Small files: death by a thousand opens

When most of your data is small files (under 128KB), the actual data transfer is trivial. A gigabit link can push 5GB in under a minute. That’s not where the time goes.

Every file requires:

open() on source
stat() for metadata
open() + create() on destination
write() the data (fast, it’s tiny)
chmod() to set permissions
chtimes() to preserve timestamps
close() on both sides

Seven syscalls minimum per file. On NFS, each of those is a network round-trip. At 1ms per round-trip (typical on a local 10GbE network; cross-site links or busy storage can be 5–20ms), that’s 7ms per file. Multiply by a million files: almost two hours of pure network latency overhead, moving barely any data.

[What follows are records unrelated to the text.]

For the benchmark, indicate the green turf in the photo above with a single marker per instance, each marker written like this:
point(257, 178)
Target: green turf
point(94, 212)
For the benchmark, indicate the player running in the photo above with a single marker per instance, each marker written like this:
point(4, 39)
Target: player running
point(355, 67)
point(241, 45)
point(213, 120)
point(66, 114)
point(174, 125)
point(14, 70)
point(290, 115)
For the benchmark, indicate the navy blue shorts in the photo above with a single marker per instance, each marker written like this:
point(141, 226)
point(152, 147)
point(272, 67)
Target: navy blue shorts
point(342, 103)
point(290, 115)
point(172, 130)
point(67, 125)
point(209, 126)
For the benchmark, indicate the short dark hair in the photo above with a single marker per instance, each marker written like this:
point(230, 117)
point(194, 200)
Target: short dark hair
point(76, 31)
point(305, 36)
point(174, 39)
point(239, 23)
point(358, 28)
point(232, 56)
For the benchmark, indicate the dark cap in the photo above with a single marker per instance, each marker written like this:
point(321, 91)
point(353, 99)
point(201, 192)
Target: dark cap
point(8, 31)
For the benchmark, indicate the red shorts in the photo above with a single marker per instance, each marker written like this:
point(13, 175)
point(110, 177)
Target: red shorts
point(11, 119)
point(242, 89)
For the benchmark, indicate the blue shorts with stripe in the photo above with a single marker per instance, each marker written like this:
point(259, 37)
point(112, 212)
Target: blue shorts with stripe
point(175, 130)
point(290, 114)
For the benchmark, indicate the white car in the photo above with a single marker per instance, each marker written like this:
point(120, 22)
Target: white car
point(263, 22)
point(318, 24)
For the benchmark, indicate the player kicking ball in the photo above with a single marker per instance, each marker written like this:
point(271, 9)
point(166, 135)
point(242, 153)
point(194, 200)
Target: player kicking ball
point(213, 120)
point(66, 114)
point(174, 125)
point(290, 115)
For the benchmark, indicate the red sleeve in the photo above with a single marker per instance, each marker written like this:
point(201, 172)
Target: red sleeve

Small file workloads are IOPS-bound. The disk and network can handle the bytes easily. They choke on the operations. Your NAS might do 10,000 IOPS. Your million tiny files need 7 million operations. That’s nearly 12 minutes of raw IOPS capacity alone, assuming zero contention. In practice, with metadata journaling and directory updates, triple it.

Note: these are two separate bottlenecks — NFS network latency and storage IOPS — and whichever is worse becomes your actual limit. On a local LAN, storage IOPS usually dominates. Over a WAN, network latency does.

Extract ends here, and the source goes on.